Я чуть отстранился от девушки, с болью, с треском. Нас густо оплели алые лозы, соединили, загорелись, напитавшись золотой силой. Чуть шевельнулся, и пыльца магии взлетела, оседая на наши волосы, будто благословение.
Я не дышал, оставаясь на расстоянии миллиметров от желанных губ. Приоткрытых, жадно глотающих воздух. Девушка неосознанно потянулась, но заметив мою довольную ухмылку, упрямо дернулась назад. Да только врезалась лопатками в стену.
— Я хотел… — не смог договорить, что благодарен ей за спасение, утонул в глазах, что будто плавленое олово отражали мой голодный взгляд. Провел костяшками пальцев по гладкой щеке, нежно собрал слезинки, что еще не высохли на молочной коже.
Она плакала, думая, что я погибаю.
В груди сладко потянуло. Неужели стигма навязывает чувства? Или Любава боялась, что я потащу ее за собой?
Пока не понимаю, что мне нравится в этой девушке. Красивая, желанная и упрямая — это все, что могу о Любаве сказать. Остальное — пока только дикое желание слиться, подарить ей ночи, о которых она и мечтать не могла.
Но приму ли я ее дерзкий и необузданный характер? Будет ли интересно беседовать с ней? А ей со мной?
Мама говорила, что с любимым человеком всегда уютно молчать. И я молчал. Пристально разглядывал девушку, изучая меняющиеся на ее лице эмоции и переливы в необычных радужках, и был не силах отпустить.
Не каменная она и не холодная вовсе. Какого мрака я на балу этого не заметил?
Нужно было ее забрать, как только осколок ожил. Приручить, даже если бы сопротивлялась! Наследнику невозможно отказать! Господину, что выбрал, тем более.
Хотелось Любаву одарить безмятежной лаской, научить получать удовольствие от каждой прожитой минуты, чтобы со мной познала прелести любовных утех.

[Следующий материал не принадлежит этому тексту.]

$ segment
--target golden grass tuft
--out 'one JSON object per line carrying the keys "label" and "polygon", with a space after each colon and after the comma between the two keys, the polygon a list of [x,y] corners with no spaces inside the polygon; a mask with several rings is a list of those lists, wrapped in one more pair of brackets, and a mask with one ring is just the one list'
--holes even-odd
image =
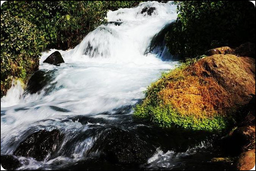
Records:
{"label": "golden grass tuft", "polygon": [[167,86],[158,93],[164,105],[170,105],[181,115],[198,118],[225,115],[230,106],[228,93],[204,67],[196,63],[170,72]]}

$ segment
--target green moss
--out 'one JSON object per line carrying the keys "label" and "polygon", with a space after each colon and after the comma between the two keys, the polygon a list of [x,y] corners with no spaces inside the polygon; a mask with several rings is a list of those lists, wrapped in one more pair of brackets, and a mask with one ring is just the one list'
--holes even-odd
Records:
{"label": "green moss", "polygon": [[[204,56],[201,56],[203,58]],[[153,123],[163,127],[178,127],[192,130],[221,131],[232,123],[231,117],[213,113],[213,116],[198,117],[196,114],[189,115],[181,115],[170,104],[164,104],[158,93],[166,89],[168,82],[183,80],[182,72],[199,58],[188,59],[176,69],[163,73],[161,77],[149,86],[145,92],[146,97],[143,102],[135,108],[134,116],[147,118]],[[230,111],[231,111],[230,110]]]}
{"label": "green moss", "polygon": [[218,114],[210,118],[182,116],[168,105],[155,107],[137,105],[135,108],[134,116],[148,118],[153,123],[161,127],[177,127],[195,130],[221,131],[225,129],[229,124],[227,117]]}

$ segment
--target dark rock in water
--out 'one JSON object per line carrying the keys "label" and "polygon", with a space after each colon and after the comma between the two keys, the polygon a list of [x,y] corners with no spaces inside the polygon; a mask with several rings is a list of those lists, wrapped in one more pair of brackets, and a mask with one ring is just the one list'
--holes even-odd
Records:
{"label": "dark rock in water", "polygon": [[236,165],[238,170],[253,169],[255,165],[255,149],[242,153],[239,156]]}
{"label": "dark rock in water", "polygon": [[27,84],[25,94],[33,94],[41,91],[44,87],[49,85],[49,83],[54,80],[54,72],[55,70],[47,72],[43,70],[39,70],[35,72]]}
{"label": "dark rock in water", "polygon": [[104,132],[93,150],[101,150],[101,157],[112,163],[139,164],[145,163],[155,148],[140,139],[136,135],[117,128]]}
{"label": "dark rock in water", "polygon": [[255,44],[247,42],[235,49],[234,54],[240,56],[255,58]]}
{"label": "dark rock in water", "polygon": [[47,83],[45,80],[45,73],[46,72],[41,70],[35,72],[28,82],[26,90],[33,94],[41,90]]}
{"label": "dark rock in water", "polygon": [[63,137],[58,130],[40,130],[30,135],[20,144],[14,154],[32,157],[38,161],[42,161],[58,150]]}
{"label": "dark rock in water", "polygon": [[114,24],[115,26],[119,26],[123,24],[123,22],[120,21],[109,21],[107,23],[105,24],[104,25],[107,26],[108,24]]}
{"label": "dark rock in water", "polygon": [[64,62],[60,53],[59,51],[55,51],[48,56],[43,62],[53,65],[57,65]]}
{"label": "dark rock in water", "polygon": [[151,15],[152,13],[154,12],[154,11],[155,10],[155,7],[144,7],[144,8],[142,9],[142,11],[141,12],[141,13],[143,14],[144,12],[147,12],[147,15]]}
{"label": "dark rock in water", "polygon": [[220,141],[222,150],[236,156],[255,148],[255,126],[247,126],[232,130]]}
{"label": "dark rock in water", "polygon": [[15,170],[21,165],[15,157],[5,155],[1,156],[1,165],[6,170]]}

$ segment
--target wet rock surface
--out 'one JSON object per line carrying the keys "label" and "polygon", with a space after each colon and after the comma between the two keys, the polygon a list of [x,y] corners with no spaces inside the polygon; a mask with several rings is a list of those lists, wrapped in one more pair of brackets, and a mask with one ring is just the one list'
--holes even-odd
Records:
{"label": "wet rock surface", "polygon": [[[254,146],[255,147],[255,146]],[[237,167],[238,170],[248,170],[255,165],[255,149],[243,153],[239,157]]]}
{"label": "wet rock surface", "polygon": [[30,135],[21,142],[14,154],[43,160],[58,149],[63,138],[63,135],[58,130],[40,130]]}
{"label": "wet rock surface", "polygon": [[112,163],[143,163],[153,154],[155,148],[136,135],[117,128],[104,132],[93,149],[101,149],[101,156]]}
{"label": "wet rock surface", "polygon": [[17,157],[6,155],[1,155],[1,165],[6,170],[15,170],[21,165]]}
{"label": "wet rock surface", "polygon": [[146,12],[148,15],[151,15],[152,13],[156,10],[155,7],[144,7],[141,12],[141,13],[143,14]]}
{"label": "wet rock surface", "polygon": [[43,63],[48,63],[53,65],[57,65],[64,62],[62,56],[59,51],[54,52],[43,62]]}

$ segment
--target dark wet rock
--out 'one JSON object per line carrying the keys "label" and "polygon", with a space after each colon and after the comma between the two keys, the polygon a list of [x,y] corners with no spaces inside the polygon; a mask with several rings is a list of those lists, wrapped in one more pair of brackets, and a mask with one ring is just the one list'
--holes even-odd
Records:
{"label": "dark wet rock", "polygon": [[[162,56],[162,53],[164,52],[165,49],[167,49],[164,41],[165,35],[168,31],[171,29],[174,23],[167,24],[159,32],[153,37],[149,46],[144,52],[144,55],[146,55],[149,53],[151,53],[159,55],[160,56]],[[170,53],[169,50],[167,50],[167,54],[165,54],[166,56],[164,56],[165,58],[162,59],[170,59],[173,57],[173,55]]]}
{"label": "dark wet rock", "polygon": [[33,94],[41,90],[47,84],[45,80],[45,72],[41,70],[35,72],[28,82],[26,90]]}
{"label": "dark wet rock", "polygon": [[237,155],[255,148],[255,126],[236,128],[221,140],[221,147],[224,152]]}
{"label": "dark wet rock", "polygon": [[42,161],[58,150],[63,137],[57,130],[51,131],[40,130],[30,135],[20,143],[14,154]]}
{"label": "dark wet rock", "polygon": [[103,132],[92,150],[101,150],[101,156],[112,163],[139,164],[151,156],[155,148],[135,134],[117,128]]}
{"label": "dark wet rock", "polygon": [[39,70],[35,72],[28,82],[25,94],[34,94],[41,91],[53,80],[54,71]]}
{"label": "dark wet rock", "polygon": [[62,56],[59,51],[55,51],[48,56],[43,63],[57,65],[64,63]]}
{"label": "dark wet rock", "polygon": [[151,15],[152,13],[153,13],[155,9],[155,7],[144,7],[144,8],[142,9],[142,11],[141,11],[141,13],[143,14],[145,12],[147,12],[148,15]]}
{"label": "dark wet rock", "polygon": [[120,21],[109,21],[105,25],[106,26],[108,24],[115,24],[115,26],[119,26],[121,25],[122,24],[123,24],[123,22]]}
{"label": "dark wet rock", "polygon": [[6,155],[1,156],[1,165],[6,170],[15,170],[21,165],[15,156]]}

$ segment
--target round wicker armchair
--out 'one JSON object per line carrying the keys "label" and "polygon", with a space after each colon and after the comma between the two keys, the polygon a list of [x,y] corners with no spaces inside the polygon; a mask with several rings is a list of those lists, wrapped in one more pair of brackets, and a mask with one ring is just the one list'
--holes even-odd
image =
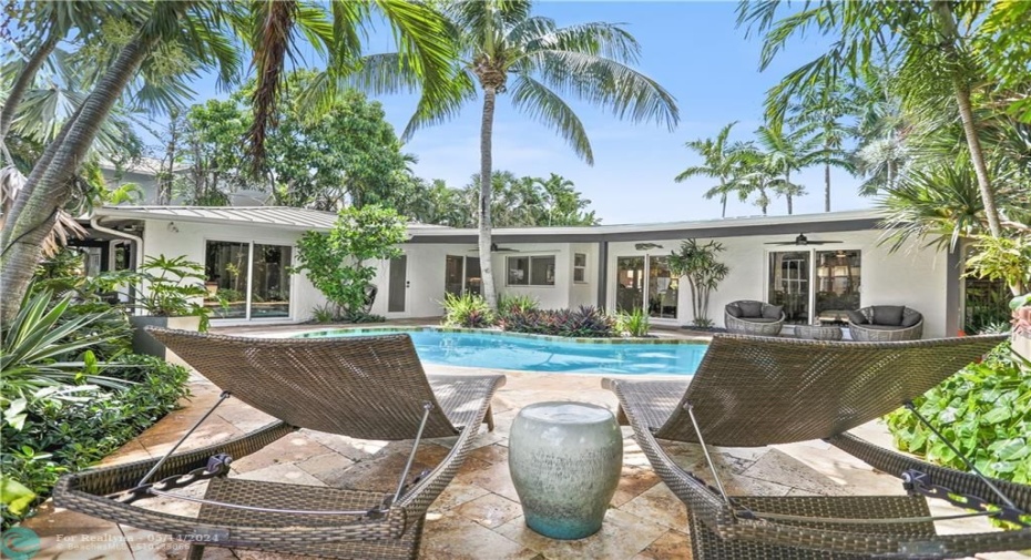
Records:
{"label": "round wicker armchair", "polygon": [[749,299],[731,302],[723,310],[724,326],[741,335],[777,336],[784,318],[780,306]]}
{"label": "round wicker armchair", "polygon": [[890,343],[896,340],[918,340],[923,336],[923,315],[920,312],[904,307],[900,324],[885,325],[878,316],[878,307],[890,308],[890,306],[872,305],[859,309],[857,313],[865,319],[862,323],[857,323],[858,317],[854,313],[849,313],[848,332],[853,340]]}

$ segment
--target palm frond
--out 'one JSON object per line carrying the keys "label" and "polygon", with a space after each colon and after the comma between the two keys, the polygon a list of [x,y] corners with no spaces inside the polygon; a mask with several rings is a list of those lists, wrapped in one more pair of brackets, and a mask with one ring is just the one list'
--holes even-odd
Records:
{"label": "palm frond", "polygon": [[578,156],[594,164],[594,152],[576,113],[555,92],[527,75],[511,85],[512,104],[530,118],[551,126],[569,143]]}

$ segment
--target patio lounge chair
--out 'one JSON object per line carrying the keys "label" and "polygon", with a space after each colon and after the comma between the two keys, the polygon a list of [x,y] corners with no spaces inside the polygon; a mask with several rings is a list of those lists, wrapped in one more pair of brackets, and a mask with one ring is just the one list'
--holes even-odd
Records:
{"label": "patio lounge chair", "polygon": [[853,340],[887,343],[919,340],[923,335],[923,315],[901,305],[871,305],[848,313]]}
{"label": "patio lounge chair", "polygon": [[[686,503],[695,560],[973,556],[1031,547],[1031,526],[937,536],[922,496],[962,495],[981,515],[990,502],[1000,506],[999,517],[1020,519],[1031,510],[1031,487],[932,466],[846,431],[923,394],[1003,339],[872,344],[716,335],[693,380],[602,385],[619,397],[619,417],[633,427],[652,467]],[[910,496],[727,496],[705,447],[811,439],[901,478]],[[670,441],[702,444],[716,488],[678,467],[663,449]]]}
{"label": "patio lounge chair", "polygon": [[742,299],[731,302],[723,310],[723,325],[739,335],[777,336],[785,314],[779,305]]}
{"label": "patio lounge chair", "polygon": [[[455,477],[480,424],[493,428],[490,400],[504,384],[500,375],[427,376],[408,335],[256,339],[149,332],[220,386],[225,391],[220,403],[232,395],[279,421],[225,444],[65,476],[54,499],[64,508],[191,541],[190,558],[200,558],[205,544],[329,558],[416,558],[427,508]],[[415,442],[396,492],[226,476],[232,459],[298,428]],[[409,479],[420,438],[451,436],[457,440],[447,457]],[[195,480],[207,480],[203,499],[170,493]],[[200,513],[170,515],[133,503],[152,496],[200,501]]]}

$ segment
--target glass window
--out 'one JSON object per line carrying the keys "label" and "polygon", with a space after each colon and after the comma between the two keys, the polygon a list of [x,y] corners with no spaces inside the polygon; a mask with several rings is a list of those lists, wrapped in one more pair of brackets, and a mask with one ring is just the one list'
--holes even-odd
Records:
{"label": "glass window", "polygon": [[809,252],[769,254],[769,303],[784,306],[785,323],[809,324]]}
{"label": "glass window", "polygon": [[509,286],[530,285],[530,257],[510,256],[504,262],[508,269]]}
{"label": "glass window", "polygon": [[588,255],[585,253],[573,254],[573,282],[586,282],[588,278]]}
{"label": "glass window", "polygon": [[554,286],[555,285],[555,257],[554,256],[531,256],[530,257],[530,284],[533,286]]}
{"label": "glass window", "polygon": [[290,316],[290,247],[254,244],[251,318]]}
{"label": "glass window", "polygon": [[859,308],[860,253],[817,251],[816,263],[816,318],[845,323],[845,312]]}
{"label": "glass window", "polygon": [[554,256],[510,256],[504,259],[509,286],[554,286]]}

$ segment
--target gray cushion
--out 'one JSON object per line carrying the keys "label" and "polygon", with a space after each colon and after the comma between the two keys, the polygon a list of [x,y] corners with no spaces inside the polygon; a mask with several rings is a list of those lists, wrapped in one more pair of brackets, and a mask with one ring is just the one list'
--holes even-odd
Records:
{"label": "gray cushion", "polygon": [[763,316],[762,302],[737,302],[737,306],[741,307],[742,317],[752,318]]}
{"label": "gray cushion", "polygon": [[764,319],[779,320],[782,313],[784,313],[783,305],[764,305],[763,306],[763,318]]}
{"label": "gray cushion", "polygon": [[845,314],[848,315],[848,320],[855,323],[856,325],[865,325],[865,324],[866,324],[866,315],[864,315],[864,314],[861,314],[861,313],[859,313],[859,312],[857,312],[857,310],[849,309],[849,310],[845,312]]}
{"label": "gray cushion", "polygon": [[902,322],[899,324],[899,326],[907,327],[907,328],[912,327],[912,326],[916,326],[917,323],[920,323],[920,319],[922,318],[923,318],[922,315],[920,315],[919,313],[912,309],[909,309],[909,313],[902,314]]}
{"label": "gray cushion", "polygon": [[901,305],[875,305],[871,307],[874,310],[872,323],[875,325],[897,327],[902,324],[902,309],[905,308]]}

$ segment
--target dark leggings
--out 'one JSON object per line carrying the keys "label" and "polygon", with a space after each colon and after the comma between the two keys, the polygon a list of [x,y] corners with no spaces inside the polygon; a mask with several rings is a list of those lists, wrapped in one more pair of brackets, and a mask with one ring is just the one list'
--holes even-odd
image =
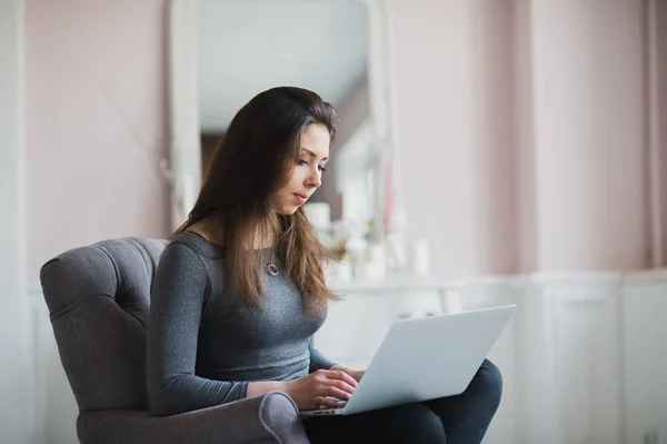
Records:
{"label": "dark leggings", "polygon": [[460,395],[349,416],[303,420],[311,444],[481,442],[502,394],[500,371],[485,359]]}

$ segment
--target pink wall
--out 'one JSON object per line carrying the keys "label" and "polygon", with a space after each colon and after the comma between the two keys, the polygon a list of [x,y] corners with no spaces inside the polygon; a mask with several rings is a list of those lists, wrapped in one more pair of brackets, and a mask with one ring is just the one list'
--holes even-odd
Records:
{"label": "pink wall", "polygon": [[643,3],[391,8],[409,236],[434,272],[645,267]]}
{"label": "pink wall", "polygon": [[667,264],[667,2],[656,1],[657,17],[656,24],[658,26],[658,76],[663,81],[658,88],[658,142],[660,158],[660,190],[658,197],[660,203],[661,214],[661,245],[658,248],[663,249],[663,260]]}
{"label": "pink wall", "polygon": [[517,268],[507,1],[391,6],[409,237],[436,273]]}
{"label": "pink wall", "polygon": [[80,245],[168,234],[165,1],[26,1],[29,282]]}
{"label": "pink wall", "polygon": [[531,4],[540,270],[647,265],[643,14],[636,1]]}

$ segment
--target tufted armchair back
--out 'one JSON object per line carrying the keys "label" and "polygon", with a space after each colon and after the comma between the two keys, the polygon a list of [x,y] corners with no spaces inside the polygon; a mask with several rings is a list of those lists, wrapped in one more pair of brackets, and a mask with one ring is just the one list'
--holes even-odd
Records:
{"label": "tufted armchair back", "polygon": [[146,410],[150,287],[167,240],[122,238],[43,265],[44,299],[81,412]]}

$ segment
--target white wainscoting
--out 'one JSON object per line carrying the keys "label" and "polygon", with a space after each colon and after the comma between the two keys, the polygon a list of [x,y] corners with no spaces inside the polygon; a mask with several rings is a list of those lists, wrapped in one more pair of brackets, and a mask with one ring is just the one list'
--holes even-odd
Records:
{"label": "white wainscoting", "polygon": [[[342,286],[317,347],[362,367],[398,316],[516,304],[489,355],[502,371],[504,398],[486,443],[667,444],[667,273],[480,277],[447,286],[446,297],[424,285]],[[36,443],[73,443],[76,403],[41,294],[31,293]]]}

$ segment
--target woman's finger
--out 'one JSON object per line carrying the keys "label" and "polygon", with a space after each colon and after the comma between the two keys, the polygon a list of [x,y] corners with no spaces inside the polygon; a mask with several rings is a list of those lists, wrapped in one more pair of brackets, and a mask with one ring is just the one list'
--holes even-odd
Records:
{"label": "woman's finger", "polygon": [[351,385],[352,387],[357,386],[357,381],[344,371],[327,371],[326,376],[329,379],[337,379],[337,381],[346,382],[349,385]]}
{"label": "woman's finger", "polygon": [[316,407],[320,407],[322,405],[331,408],[338,407],[338,401],[331,399],[327,396],[316,396],[312,401],[315,402]]}
{"label": "woman's finger", "polygon": [[[340,401],[349,401],[349,398],[352,396],[347,392],[341,391],[338,387],[335,387],[332,385],[328,386],[328,387],[321,387],[318,392],[318,395],[323,395],[323,396],[331,396],[335,397],[337,399],[334,399],[336,403],[338,403],[338,399]],[[338,405],[338,404],[336,404]]]}
{"label": "woman's finger", "polygon": [[341,389],[342,392],[349,393],[350,395],[355,393],[355,387],[342,381],[329,379],[328,385]]}

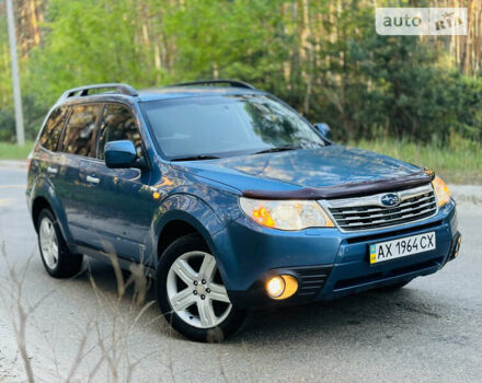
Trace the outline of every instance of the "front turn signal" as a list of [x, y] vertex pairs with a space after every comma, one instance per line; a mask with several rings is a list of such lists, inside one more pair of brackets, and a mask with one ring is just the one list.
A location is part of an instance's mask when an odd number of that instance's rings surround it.
[[450, 202], [450, 192], [444, 181], [440, 177], [436, 176], [432, 182], [432, 186], [434, 187], [435, 198], [437, 199], [437, 205], [439, 208]]

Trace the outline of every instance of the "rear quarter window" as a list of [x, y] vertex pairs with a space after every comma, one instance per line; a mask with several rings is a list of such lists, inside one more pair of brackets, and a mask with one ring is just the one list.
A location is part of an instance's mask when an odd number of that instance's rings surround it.
[[64, 136], [62, 151], [65, 153], [95, 156], [95, 121], [101, 107], [101, 104], [72, 106]]
[[48, 119], [45, 123], [44, 129], [42, 130], [41, 137], [38, 139], [38, 142], [45, 149], [53, 152], [57, 150], [58, 140], [62, 130], [67, 111], [67, 106], [61, 106], [53, 111], [48, 116]]

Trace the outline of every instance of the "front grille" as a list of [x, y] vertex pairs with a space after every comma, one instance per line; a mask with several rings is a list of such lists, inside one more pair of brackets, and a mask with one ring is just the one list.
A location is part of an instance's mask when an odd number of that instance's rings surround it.
[[385, 194], [328, 201], [328, 208], [343, 231], [372, 230], [418, 221], [437, 212], [437, 202], [431, 185], [398, 193], [401, 204], [383, 207]]

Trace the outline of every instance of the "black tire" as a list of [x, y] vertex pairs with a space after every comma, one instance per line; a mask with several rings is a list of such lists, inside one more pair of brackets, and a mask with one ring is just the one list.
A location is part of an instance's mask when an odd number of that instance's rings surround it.
[[[199, 235], [188, 234], [174, 241], [161, 255], [156, 272], [156, 299], [165, 320], [177, 333], [195, 341], [219, 343], [241, 327], [245, 318], [244, 311], [238, 310], [232, 305], [229, 314], [217, 326], [198, 328], [177, 315], [168, 297], [168, 275], [171, 266], [177, 258], [191, 252], [210, 254], [209, 247]], [[193, 305], [196, 305], [197, 310], [197, 303]]]
[[402, 288], [404, 288], [406, 285], [409, 285], [412, 281], [412, 279], [409, 280], [402, 280], [401, 282], [397, 282], [393, 285], [388, 285], [388, 286], [383, 286], [381, 288], [378, 288], [377, 291], [379, 292], [392, 292], [392, 291], [397, 291], [400, 290]]
[[[51, 228], [55, 232], [57, 240], [57, 251], [56, 253], [57, 262], [55, 265], [48, 264], [47, 255], [44, 254], [42, 240], [41, 240], [41, 230], [42, 223], [44, 220], [48, 220], [51, 222]], [[47, 221], [46, 221], [47, 222]], [[38, 220], [36, 222], [37, 233], [38, 233], [38, 249], [41, 252], [42, 263], [44, 264], [47, 272], [54, 278], [71, 278], [80, 272], [82, 269], [82, 254], [72, 254], [69, 252], [66, 241], [64, 240], [60, 228], [58, 227], [58, 222], [51, 210], [44, 209], [38, 214]]]

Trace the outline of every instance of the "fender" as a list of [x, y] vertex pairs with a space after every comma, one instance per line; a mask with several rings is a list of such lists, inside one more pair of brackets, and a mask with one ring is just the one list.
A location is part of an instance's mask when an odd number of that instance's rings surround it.
[[[48, 177], [45, 176], [39, 177], [32, 187], [32, 190], [28, 196], [30, 199], [28, 208], [32, 218], [33, 218], [34, 201], [37, 197], [44, 197], [47, 200], [47, 202], [50, 205], [50, 208], [54, 210], [54, 214], [57, 218], [57, 222], [64, 235], [64, 239], [66, 240], [67, 244], [70, 247], [70, 244], [73, 243], [72, 234], [70, 233], [69, 225], [67, 224], [67, 217], [60, 204], [60, 199], [58, 198], [54, 185], [51, 184]], [[34, 222], [34, 225], [35, 224], [36, 222]]]
[[[213, 236], [225, 228], [219, 216], [200, 198], [191, 194], [174, 194], [167, 197], [154, 212], [152, 220], [152, 248], [158, 254], [158, 239], [164, 227], [172, 221], [184, 221], [191, 224], [204, 237], [213, 251], [213, 255], [219, 259]], [[154, 257], [156, 266], [158, 257]], [[219, 259], [219, 270], [223, 274], [222, 260]]]

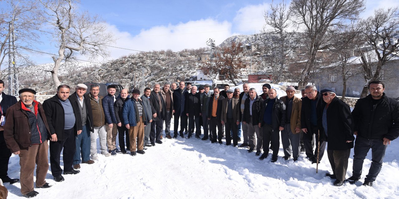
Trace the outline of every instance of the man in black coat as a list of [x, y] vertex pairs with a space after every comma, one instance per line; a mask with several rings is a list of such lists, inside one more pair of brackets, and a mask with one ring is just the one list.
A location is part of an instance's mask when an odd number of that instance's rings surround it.
[[201, 115], [201, 104], [200, 101], [200, 95], [197, 93], [197, 86], [193, 86], [191, 87], [191, 93], [187, 96], [186, 98], [184, 112], [188, 117], [188, 135], [187, 138], [192, 137], [194, 133], [194, 125], [196, 126], [196, 138], [200, 139], [201, 133], [201, 127], [200, 126], [200, 116]]
[[[0, 113], [2, 117], [6, 115], [7, 109], [17, 103], [17, 98], [14, 96], [6, 95], [3, 92], [4, 90], [4, 82], [0, 80]], [[2, 120], [2, 121], [3, 121]], [[4, 120], [4, 122], [5, 120]], [[10, 184], [15, 183], [20, 179], [10, 178], [8, 176], [8, 161], [11, 156], [11, 151], [7, 148], [7, 145], [4, 139], [4, 124], [0, 124], [0, 179], [3, 182], [9, 182]]]
[[50, 163], [51, 174], [57, 182], [64, 181], [59, 162], [61, 151], [64, 163], [64, 175], [79, 173], [72, 168], [76, 149], [75, 138], [82, 132], [82, 121], [79, 107], [68, 99], [70, 88], [62, 84], [57, 88], [57, 94], [46, 100], [43, 109], [50, 129]]
[[173, 109], [175, 110], [174, 124], [173, 128], [173, 138], [177, 137], [178, 129], [179, 127], [179, 121], [180, 120], [180, 136], [184, 137], [183, 133], [186, 126], [186, 121], [187, 120], [187, 116], [184, 113], [184, 105], [186, 98], [188, 94], [188, 92], [184, 89], [184, 82], [179, 83], [179, 88], [173, 92]]
[[284, 130], [286, 116], [284, 102], [277, 99], [276, 90], [272, 88], [268, 91], [269, 98], [263, 101], [259, 113], [259, 127], [262, 128], [263, 154], [259, 159], [267, 157], [269, 144], [273, 142], [272, 162], [277, 161], [280, 149], [280, 131]]
[[[320, 92], [326, 103], [323, 110], [320, 127], [324, 133], [323, 139], [328, 143], [327, 154], [333, 174], [327, 174], [332, 179], [334, 184], [344, 184], [348, 168], [350, 149], [353, 148], [353, 118], [349, 106], [338, 99], [335, 90], [326, 88]], [[320, 119], [320, 118], [319, 118]]]
[[160, 139], [161, 133], [164, 128], [164, 120], [166, 117], [166, 105], [161, 96], [160, 90], [160, 84], [155, 84], [150, 95], [150, 101], [154, 109], [152, 110], [152, 122], [151, 123], [151, 133], [150, 133], [150, 141], [152, 146], [155, 146], [155, 142], [162, 143]]
[[75, 103], [79, 107], [82, 120], [82, 133], [76, 137], [76, 150], [73, 163], [75, 169], [80, 168], [81, 154], [82, 163], [91, 164], [94, 163], [90, 160], [90, 132], [94, 132], [94, 127], [90, 98], [85, 94], [87, 89], [87, 86], [84, 84], [78, 84], [76, 91], [68, 98], [71, 103]]
[[352, 111], [356, 135], [351, 183], [360, 179], [363, 161], [371, 149], [371, 163], [363, 185], [371, 186], [381, 170], [385, 150], [399, 136], [399, 102], [385, 95], [381, 81], [369, 83], [370, 94], [359, 99]]
[[[306, 86], [305, 87], [305, 92], [306, 97], [302, 99], [301, 109], [301, 127], [304, 133], [303, 142], [306, 156], [312, 164], [314, 164], [317, 162], [318, 156], [319, 162], [321, 160], [326, 149], [326, 142], [323, 141], [322, 138], [319, 137], [319, 135], [322, 136], [324, 133], [322, 129], [319, 131], [317, 123], [318, 120], [320, 121], [320, 118], [322, 116], [323, 109], [326, 106], [326, 102], [314, 85]], [[314, 153], [312, 144], [314, 135], [316, 137], [316, 143]], [[318, 142], [320, 142], [320, 150]]]
[[[209, 100], [208, 108], [208, 115], [207, 117], [209, 121], [210, 131], [212, 137], [209, 139], [212, 143], [215, 143], [216, 139], [219, 144], [222, 144], [222, 138], [224, 133], [224, 125], [222, 124], [221, 117], [222, 113], [222, 100], [224, 97], [221, 96], [219, 89], [217, 87], [213, 88], [213, 94], [211, 95], [211, 98]], [[216, 134], [216, 127], [217, 127], [217, 134]]]

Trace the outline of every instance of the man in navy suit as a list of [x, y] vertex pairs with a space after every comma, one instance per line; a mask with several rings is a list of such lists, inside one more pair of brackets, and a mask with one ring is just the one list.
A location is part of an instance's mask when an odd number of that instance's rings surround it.
[[[17, 103], [17, 98], [14, 96], [6, 95], [3, 92], [4, 90], [4, 82], [0, 80], [0, 113], [3, 117], [6, 115], [7, 109]], [[20, 179], [10, 178], [7, 172], [8, 171], [8, 160], [11, 156], [11, 151], [7, 148], [4, 140], [4, 124], [0, 124], [0, 178], [3, 182], [15, 183]]]

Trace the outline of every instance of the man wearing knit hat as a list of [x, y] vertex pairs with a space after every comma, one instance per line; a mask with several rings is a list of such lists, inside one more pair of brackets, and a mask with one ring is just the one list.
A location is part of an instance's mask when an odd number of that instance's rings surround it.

Папа прав, я все испортил. Сбежал, испугался, отвернулся. Срезал свою жизнь под корень, всего лишь не разглядев среди серости блеск рианца.
Перебирая шелковистые белые волосы невесты, не удержался от соблазна и склонился вдохнуть свежий запах ее кожи. Что-то горное, непокорное, буйное. Как цикламен, который редко встретишь между камнями и не можешь надышаться. У него настолько неуловимый аромат, что хочется еще, еще и еще…
Любава задрожала, стиснула мои плечи, а я убрал руки за спину, чтобы не спугнуть ее раньше времени. Давно понял, что с этой девушкой нельзя напором, но я и не против поиграть в соблазнение.
Она не куртизанка из столицы. И не дама из общества высших. Она совершенно из другого теста. С ней нужно иначе. Как с соком цикламена: выпьешь больше положенного — сгинешь от сильного яда, но при верном употреблении растение способно вылечить очень сильные недуги.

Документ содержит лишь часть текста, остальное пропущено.